Fighting cancer with cancer: 3-D cultured cells could drive precision therapy
09 Nov 2017
Honeycomb-like arrays of tiny, lab-grown cancers could one day help doctors zero in on individualised treatments for ovarian cancer, an unpredictable disease that kills more than 14,000 women each year in the United States alone.
A team of researchers has devised a process that can grow hundreds of cultured cell masses, called spheroids, from just a few tumour cells derived from a patient.
Grown in a U-M-developed structure called a 384-hanging drop array, each spheroid is encased in a tiny droplet of a special culturing medium. This 3-D method yields cells that grow and multiply just as they would inside the body.
Eventually, those spheroids could serve as a testing ground where doctors could quickly try out many different medications, finding the best combination for an individual patient and adjusting on the fly as the disease evolves. This could help them stay one step ahead of the tumor cells inside the patient's body.
"Today we're limited to two-dimensional cells grown in bovine serum that's derived from cows. Cells grown this way often don't respond to medication the same way as ovarian cancer cells inside the body," says Geeta Mehta, the Dow Corning Assistant Professor of Materials Science and Engineering at U-M and leader of the research team that developed the technique. "Three-dimensional cultured spheroids provide a much more predictive way to test many different medications, and a way to grow many cultured cells from just a few of the patient-derived cells."

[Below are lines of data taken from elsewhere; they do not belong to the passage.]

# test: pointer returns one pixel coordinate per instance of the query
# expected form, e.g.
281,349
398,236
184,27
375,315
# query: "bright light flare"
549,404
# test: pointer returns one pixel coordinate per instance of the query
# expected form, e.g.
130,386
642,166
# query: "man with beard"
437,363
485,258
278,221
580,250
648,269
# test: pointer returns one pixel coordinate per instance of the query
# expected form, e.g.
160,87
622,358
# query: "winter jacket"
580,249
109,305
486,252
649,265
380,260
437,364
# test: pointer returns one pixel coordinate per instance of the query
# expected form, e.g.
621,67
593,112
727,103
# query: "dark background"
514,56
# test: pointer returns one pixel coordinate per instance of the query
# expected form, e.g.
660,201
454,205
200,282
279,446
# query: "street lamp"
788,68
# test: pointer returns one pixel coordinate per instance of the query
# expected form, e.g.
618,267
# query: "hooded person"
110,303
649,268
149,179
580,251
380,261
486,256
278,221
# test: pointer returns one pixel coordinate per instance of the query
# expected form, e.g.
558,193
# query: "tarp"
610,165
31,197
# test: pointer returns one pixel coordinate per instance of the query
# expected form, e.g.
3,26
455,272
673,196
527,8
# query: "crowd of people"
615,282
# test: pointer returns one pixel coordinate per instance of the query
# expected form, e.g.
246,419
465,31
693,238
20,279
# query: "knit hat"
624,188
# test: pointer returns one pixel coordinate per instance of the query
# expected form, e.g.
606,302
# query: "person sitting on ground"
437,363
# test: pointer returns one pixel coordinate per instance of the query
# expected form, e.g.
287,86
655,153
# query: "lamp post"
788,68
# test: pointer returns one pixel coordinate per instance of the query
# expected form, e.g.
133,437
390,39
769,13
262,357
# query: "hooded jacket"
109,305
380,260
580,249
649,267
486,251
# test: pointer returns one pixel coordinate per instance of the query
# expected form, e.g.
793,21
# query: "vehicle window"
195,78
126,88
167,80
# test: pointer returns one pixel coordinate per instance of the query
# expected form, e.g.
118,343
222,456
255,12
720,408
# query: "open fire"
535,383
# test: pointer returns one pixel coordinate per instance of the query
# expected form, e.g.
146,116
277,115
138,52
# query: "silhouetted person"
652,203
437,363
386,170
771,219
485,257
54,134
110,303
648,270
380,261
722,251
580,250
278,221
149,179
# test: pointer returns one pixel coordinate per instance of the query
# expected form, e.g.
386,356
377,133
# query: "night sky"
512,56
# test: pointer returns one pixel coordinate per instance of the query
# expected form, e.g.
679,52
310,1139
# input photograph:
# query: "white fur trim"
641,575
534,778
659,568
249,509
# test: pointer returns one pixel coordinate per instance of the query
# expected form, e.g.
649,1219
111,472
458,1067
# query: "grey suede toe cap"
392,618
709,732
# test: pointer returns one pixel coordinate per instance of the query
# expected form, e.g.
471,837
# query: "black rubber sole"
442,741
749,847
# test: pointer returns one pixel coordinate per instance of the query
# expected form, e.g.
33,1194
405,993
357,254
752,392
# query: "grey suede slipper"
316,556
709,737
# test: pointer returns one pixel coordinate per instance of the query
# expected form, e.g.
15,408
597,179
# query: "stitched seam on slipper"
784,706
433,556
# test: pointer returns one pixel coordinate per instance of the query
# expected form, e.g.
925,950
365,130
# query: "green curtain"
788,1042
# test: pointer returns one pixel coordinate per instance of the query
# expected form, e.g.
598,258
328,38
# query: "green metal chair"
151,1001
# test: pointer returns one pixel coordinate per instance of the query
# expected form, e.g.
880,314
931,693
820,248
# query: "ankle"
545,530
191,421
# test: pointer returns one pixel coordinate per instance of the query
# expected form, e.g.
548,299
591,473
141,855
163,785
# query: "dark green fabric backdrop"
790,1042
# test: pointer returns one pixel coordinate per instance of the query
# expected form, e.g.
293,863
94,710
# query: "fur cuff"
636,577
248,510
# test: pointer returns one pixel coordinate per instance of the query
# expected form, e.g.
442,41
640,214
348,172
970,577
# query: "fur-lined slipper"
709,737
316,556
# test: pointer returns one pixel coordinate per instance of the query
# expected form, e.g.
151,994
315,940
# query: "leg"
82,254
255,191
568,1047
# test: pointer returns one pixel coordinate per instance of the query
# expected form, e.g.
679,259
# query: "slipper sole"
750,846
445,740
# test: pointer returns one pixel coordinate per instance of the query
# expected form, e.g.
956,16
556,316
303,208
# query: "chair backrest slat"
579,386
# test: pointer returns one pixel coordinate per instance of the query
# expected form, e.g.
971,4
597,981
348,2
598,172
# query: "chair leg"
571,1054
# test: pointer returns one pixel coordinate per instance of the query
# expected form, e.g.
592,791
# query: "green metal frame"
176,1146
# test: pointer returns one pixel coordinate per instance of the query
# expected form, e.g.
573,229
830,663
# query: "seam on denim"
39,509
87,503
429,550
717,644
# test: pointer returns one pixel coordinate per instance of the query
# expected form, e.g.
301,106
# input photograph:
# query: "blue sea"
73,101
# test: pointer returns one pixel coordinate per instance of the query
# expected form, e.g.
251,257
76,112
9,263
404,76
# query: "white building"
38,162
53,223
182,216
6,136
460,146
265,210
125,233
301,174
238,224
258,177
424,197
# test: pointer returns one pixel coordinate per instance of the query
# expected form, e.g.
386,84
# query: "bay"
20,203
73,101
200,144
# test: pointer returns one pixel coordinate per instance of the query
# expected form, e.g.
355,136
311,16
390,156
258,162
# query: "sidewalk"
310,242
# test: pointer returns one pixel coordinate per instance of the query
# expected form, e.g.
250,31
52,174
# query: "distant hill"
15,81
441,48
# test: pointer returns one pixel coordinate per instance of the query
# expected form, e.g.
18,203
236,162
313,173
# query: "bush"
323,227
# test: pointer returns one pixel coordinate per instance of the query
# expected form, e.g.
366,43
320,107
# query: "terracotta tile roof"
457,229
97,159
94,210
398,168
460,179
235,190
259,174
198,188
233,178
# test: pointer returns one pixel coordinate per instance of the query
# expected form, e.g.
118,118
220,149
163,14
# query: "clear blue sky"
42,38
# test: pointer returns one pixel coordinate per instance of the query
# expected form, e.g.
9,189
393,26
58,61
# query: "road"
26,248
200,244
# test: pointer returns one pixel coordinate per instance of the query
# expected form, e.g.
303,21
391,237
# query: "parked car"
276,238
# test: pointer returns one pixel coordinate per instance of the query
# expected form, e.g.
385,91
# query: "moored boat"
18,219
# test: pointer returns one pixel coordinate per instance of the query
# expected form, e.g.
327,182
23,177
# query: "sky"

In a recent study, researchers administered cancer drugs to the cultured cancer spheroids and compared their response to that of ovarian cancer cells that had been removed from the same patient and implanted into mice. They showed that the response of the cultured spheroids accurately mirrored that of the natural cells implanted in the mice. The findings are detailed in a study in the journal Clinical Cancer Research.
Mehta explains that even among cancers, ovarian cancer is particularly menacing. Its free-floating spheroids shuttle cancer through the abdomen with the ability to form new tumors wherever they go - the liver, the intestines, the abdominal wall. And the cells within those spheroids mutate often and unpredictably, quickly developing new strains that resist chemotherapy drugs.
Ovarian cancer's deadly adaptability contributes to a 70-per cent relapse rate among patients who have had surgery to remove a tumour. It's these patients who Mehta believes may one day benefit from this technique.
The hanging drop array's hundreds of individual compartments make it possible to grow many spheroids at once and quickly gather data about multiple drugs. This is key, as chemotherapy treatment often requires complex cocktails of multiple drugs administered together. The cells could provide a way to test many such cocktails simultaneously.
While widespread clinical use is likely years off, Mehta says the team now plans to do more extensive testing, culturing cells from patients who are undergoing chemotherapy, then administering the same chemotherapy drugs to the cultured cells and measuring their response.
"This is a really important step to expedite personalized medicine for cancer patients," said Ronald Buckanovich, a professor of medicine at the University of Pittsburgh and a senior co-author of the study. "The ability to take patients' samples, rapidly grow them in a more physiologic manner and study their response to therapy, without using mice, will be a faster, cheaper and more humane way to rapidly test a patient's response to dozens of therapeutics"
The team also plans to expand testing of the treatment beyond cancer stem cells to other cell types with the goal of gaining a broader understanding of the role each cell type plays in building resistance to chemotherapy.
"This gets us closer to an understanding of what treatment options work best, but it also gives us a way to study exactly what happens when a treatment fails," said study co-author Karen McLean, assistant professor of gynecologic oncology at Michigan Medicine. "And understanding why something doesn't work can be extremely useful as a way of developing better treatments or treatment combinations."